While a totally new and dedicated sports racer, his instruction from William Lyons was that the body must bear a family resemblance to the XK120 - three of which had raced in the classic the year before.
A C-Type won the gruelling race in 1951 and 1953 but there were more victories to come.
His creative uniqueness and exceptional talent would blossom with his next creation - the D-Type. That would lead directly to the E-Type production sports car.
The C-Type was a conventional steel chassis sports racer, except for the disc brakes it pioneered from 1952. Jaguar lightened and added refinements to win Le Mans again in 1953. Malcolm Sayer though was banking on his deep knowledge of aircraft to move Jaguar ahead of the racing pack which included Ferrari and Mercedes-Benz.
On the terrifyingly long and fast Le Mans Mulsanne Straight his D-Type would reportedly reach a top speed of 192.4 mph (309.6 km/h) ...
That was thanks to many things, but principally the aerodynamic shape of the D-Type was a breakthrough.

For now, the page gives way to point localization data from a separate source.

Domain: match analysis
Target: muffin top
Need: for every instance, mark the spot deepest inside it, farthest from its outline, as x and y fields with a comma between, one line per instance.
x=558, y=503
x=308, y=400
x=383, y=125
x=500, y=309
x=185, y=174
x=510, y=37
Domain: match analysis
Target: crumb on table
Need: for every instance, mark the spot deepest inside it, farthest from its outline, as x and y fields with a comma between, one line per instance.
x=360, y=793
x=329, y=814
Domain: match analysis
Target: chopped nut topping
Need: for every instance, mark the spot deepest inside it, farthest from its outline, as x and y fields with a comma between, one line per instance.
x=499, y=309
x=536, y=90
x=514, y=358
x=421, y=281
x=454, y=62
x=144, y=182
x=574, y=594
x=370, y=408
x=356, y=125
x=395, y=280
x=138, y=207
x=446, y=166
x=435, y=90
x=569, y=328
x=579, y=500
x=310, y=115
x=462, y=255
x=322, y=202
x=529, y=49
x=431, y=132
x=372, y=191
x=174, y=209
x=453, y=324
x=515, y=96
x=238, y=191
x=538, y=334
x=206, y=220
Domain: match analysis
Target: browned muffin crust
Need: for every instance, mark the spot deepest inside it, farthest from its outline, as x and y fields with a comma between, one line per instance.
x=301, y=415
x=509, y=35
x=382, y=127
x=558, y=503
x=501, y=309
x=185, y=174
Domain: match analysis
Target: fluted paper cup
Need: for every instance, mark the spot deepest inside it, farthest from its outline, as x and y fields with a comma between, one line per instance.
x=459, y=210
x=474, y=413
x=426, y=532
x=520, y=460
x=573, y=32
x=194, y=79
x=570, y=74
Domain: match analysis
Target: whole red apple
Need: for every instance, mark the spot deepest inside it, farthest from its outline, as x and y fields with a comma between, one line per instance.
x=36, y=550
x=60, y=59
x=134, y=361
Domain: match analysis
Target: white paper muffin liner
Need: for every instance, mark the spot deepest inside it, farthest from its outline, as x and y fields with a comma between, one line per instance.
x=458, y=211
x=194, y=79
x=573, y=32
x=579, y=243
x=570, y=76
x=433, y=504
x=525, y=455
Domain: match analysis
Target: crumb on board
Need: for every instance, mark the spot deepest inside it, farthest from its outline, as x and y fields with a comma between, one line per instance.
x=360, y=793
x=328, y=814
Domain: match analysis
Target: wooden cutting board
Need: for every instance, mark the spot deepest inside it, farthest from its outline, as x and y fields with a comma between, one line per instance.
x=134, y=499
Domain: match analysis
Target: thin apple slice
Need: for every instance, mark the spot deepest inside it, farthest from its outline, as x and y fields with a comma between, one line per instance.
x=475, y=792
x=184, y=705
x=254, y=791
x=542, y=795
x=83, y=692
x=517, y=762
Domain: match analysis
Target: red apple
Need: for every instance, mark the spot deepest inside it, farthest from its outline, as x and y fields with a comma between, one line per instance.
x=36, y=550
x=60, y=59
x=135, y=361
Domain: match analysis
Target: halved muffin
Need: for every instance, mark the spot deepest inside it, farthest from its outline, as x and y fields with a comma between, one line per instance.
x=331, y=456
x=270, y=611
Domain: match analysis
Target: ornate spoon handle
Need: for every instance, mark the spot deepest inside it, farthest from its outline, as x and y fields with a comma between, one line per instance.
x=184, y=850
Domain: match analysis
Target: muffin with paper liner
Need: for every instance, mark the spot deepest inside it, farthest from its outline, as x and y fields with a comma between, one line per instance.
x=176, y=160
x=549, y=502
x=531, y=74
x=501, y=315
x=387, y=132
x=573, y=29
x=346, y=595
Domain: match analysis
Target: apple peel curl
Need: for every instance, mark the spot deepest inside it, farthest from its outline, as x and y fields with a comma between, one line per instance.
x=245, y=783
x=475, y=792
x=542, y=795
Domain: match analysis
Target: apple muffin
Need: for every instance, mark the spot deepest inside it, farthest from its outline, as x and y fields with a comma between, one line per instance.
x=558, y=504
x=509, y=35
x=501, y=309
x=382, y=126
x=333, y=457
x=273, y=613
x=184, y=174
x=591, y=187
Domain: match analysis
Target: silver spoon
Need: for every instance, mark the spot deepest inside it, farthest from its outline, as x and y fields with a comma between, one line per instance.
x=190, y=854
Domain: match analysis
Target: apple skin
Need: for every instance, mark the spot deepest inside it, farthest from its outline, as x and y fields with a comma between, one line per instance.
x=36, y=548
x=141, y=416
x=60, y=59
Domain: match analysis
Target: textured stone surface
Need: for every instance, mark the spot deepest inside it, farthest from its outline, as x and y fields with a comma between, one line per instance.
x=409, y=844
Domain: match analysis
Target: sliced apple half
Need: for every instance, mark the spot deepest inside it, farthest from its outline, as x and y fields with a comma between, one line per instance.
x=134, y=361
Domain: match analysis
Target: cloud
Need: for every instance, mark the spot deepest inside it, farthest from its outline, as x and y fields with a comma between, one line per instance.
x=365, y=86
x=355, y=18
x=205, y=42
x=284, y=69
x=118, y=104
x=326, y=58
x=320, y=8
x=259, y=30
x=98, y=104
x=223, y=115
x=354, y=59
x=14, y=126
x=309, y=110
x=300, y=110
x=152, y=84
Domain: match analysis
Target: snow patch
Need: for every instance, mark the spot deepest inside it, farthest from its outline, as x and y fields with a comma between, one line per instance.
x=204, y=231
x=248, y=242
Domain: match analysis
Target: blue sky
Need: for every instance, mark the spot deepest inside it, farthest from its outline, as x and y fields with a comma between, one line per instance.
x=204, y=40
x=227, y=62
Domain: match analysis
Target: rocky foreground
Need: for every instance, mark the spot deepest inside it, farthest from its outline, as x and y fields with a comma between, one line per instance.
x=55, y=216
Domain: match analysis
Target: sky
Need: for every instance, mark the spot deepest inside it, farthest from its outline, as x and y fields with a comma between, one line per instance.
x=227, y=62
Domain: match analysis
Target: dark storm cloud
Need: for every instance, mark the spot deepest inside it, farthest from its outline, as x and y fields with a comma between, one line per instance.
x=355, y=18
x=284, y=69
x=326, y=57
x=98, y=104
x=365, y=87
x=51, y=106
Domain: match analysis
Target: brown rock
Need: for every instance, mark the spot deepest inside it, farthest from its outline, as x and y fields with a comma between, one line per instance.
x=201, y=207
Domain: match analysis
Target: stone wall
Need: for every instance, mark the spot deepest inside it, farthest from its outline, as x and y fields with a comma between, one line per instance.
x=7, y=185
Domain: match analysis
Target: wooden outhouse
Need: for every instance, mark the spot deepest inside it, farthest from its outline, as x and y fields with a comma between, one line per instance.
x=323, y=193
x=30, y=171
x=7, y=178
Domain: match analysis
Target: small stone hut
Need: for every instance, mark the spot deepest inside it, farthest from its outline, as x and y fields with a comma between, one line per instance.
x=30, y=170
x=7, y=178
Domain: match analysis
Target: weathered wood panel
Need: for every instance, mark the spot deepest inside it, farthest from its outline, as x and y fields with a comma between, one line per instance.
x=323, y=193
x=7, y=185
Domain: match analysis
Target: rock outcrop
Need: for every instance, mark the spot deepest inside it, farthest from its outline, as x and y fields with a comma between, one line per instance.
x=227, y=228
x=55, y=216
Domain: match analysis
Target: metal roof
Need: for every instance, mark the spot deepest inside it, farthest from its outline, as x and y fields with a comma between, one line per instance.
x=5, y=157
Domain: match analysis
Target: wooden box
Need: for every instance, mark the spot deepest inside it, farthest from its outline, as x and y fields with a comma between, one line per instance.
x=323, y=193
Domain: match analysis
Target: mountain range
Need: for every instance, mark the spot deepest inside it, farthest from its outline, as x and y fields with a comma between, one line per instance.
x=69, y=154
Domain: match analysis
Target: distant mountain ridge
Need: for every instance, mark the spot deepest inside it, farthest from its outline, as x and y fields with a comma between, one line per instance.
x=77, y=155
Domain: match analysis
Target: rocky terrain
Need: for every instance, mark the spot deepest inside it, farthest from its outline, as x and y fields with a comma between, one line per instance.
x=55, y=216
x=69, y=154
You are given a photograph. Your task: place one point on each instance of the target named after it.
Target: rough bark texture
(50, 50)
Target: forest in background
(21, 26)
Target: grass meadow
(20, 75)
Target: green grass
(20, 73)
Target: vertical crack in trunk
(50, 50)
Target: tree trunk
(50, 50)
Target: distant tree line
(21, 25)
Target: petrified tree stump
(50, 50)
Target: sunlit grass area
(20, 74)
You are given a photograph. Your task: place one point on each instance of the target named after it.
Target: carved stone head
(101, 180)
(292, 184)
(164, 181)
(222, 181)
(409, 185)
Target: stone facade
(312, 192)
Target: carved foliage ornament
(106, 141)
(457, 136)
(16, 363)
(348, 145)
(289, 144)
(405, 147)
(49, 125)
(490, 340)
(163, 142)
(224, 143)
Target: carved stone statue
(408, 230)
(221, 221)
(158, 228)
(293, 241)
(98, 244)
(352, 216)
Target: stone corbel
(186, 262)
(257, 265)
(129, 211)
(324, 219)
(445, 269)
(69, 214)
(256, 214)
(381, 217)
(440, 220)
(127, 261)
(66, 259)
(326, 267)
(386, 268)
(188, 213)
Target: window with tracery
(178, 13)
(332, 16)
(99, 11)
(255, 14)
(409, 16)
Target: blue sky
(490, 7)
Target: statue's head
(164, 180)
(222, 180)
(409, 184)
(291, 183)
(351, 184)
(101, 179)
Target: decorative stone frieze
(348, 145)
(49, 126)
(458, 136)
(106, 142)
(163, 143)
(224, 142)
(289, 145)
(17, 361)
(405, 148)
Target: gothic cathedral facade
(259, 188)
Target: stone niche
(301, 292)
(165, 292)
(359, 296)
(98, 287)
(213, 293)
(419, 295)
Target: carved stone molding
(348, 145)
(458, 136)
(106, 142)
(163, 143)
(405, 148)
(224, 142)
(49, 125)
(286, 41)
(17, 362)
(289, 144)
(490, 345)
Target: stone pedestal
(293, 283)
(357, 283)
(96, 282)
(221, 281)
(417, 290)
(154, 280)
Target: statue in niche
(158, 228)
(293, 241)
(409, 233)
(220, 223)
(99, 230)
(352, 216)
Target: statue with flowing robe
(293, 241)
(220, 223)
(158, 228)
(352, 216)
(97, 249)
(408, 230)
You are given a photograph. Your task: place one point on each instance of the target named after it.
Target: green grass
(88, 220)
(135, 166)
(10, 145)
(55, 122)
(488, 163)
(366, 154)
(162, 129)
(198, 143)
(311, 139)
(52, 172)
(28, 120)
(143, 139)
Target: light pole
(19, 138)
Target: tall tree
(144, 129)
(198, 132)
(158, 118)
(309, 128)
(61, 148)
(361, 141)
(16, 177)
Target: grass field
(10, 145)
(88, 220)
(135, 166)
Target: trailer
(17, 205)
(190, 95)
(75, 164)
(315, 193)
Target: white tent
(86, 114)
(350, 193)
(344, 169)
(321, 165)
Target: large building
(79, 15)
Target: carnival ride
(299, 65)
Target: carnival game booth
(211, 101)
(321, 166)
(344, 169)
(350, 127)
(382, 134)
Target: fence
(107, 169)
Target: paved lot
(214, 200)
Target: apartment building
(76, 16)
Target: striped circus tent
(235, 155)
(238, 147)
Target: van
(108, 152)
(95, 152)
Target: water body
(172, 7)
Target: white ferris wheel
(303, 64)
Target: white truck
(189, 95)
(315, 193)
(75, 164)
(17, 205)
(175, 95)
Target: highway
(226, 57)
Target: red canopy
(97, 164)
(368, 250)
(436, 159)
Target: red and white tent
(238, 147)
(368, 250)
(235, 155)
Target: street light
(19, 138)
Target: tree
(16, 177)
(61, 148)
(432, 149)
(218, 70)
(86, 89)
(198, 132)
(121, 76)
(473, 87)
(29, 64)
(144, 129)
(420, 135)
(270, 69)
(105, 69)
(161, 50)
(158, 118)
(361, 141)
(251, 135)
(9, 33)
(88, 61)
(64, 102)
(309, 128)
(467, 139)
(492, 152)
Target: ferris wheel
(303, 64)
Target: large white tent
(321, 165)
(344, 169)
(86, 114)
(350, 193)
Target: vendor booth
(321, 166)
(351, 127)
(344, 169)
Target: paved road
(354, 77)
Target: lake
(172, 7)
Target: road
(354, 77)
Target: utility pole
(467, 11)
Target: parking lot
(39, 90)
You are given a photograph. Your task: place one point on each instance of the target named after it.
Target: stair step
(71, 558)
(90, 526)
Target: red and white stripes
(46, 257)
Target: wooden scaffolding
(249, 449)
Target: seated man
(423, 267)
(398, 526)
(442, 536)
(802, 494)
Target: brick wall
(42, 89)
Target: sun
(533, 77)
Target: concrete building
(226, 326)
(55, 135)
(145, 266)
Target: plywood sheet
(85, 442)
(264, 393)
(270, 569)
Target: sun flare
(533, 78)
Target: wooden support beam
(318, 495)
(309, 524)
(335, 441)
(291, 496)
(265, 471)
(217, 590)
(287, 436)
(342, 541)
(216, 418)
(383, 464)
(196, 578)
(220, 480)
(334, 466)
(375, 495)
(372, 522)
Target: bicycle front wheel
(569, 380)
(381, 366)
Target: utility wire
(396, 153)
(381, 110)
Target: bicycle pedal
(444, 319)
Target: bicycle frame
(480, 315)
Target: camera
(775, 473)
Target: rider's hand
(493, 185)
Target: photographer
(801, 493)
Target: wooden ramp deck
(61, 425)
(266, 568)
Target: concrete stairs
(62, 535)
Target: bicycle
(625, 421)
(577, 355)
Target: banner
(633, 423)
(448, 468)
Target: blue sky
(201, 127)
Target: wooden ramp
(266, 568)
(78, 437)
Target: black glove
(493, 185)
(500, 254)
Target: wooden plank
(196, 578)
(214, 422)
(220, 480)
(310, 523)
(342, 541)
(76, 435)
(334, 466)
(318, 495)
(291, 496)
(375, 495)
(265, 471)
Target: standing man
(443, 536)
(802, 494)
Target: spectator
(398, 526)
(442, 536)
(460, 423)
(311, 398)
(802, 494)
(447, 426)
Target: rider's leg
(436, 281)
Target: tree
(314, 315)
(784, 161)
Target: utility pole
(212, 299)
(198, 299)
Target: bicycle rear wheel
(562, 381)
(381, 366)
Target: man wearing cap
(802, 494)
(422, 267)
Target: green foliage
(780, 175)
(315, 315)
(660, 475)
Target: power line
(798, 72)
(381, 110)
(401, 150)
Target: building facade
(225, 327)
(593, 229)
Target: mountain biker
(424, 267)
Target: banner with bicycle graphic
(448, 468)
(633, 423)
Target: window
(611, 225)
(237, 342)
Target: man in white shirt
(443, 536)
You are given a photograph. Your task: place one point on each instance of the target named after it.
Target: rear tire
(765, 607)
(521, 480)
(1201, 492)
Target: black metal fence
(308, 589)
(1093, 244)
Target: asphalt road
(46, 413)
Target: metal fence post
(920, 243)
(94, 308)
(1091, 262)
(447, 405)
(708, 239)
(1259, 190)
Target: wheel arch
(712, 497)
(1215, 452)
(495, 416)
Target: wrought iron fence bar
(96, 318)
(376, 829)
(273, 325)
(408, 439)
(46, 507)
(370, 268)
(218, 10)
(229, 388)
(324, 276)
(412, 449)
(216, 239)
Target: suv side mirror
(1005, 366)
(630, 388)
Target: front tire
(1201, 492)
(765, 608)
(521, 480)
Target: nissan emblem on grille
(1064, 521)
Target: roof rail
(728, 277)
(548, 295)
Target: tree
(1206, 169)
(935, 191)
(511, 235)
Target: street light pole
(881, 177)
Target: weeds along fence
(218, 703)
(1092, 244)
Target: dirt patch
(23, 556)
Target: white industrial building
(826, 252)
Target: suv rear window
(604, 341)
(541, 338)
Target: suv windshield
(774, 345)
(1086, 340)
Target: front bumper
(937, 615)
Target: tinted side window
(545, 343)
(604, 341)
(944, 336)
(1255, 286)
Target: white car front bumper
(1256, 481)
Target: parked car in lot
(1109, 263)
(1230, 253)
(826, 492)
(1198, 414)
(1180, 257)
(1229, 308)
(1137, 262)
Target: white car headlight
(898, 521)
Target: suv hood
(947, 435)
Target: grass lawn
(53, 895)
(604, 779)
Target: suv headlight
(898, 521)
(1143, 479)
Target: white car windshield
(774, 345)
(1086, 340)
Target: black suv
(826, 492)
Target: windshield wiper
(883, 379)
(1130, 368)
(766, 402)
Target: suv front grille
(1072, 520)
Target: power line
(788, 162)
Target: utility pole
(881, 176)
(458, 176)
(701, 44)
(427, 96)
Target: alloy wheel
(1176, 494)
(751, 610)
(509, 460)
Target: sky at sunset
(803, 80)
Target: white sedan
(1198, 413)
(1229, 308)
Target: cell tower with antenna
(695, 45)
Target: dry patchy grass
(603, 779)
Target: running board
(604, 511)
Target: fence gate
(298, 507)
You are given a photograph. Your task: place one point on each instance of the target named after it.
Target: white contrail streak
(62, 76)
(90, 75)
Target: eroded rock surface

It was beautiful to look at, light and included a radical large fin behind the driver's head for stability at Le Mans.
But, his D-Type did not have a conventional chassis, and neither does the E-Type!
Sayer had introduced the racing world to the monocoque body, and F1 and other racing cars still use his design principals.
Compared with the opposition, the D-Type and E-Type were half an aircraft!
His secret engineering debuted with the still mostly mysterious prototype known by the titles XKC054, XKC201 or XP/11.
We will never know enough about this car although it was used often, but is totally and deliberately unrecorded even within Jaguar. That is because Jaguar had no intention of revealing how radical its new car was until it showed the D-Type.
Indeed, Ron Gaudion has said that when he joined Jaguar in 1955 to build the D-Type, he was mystified by the car's construction method.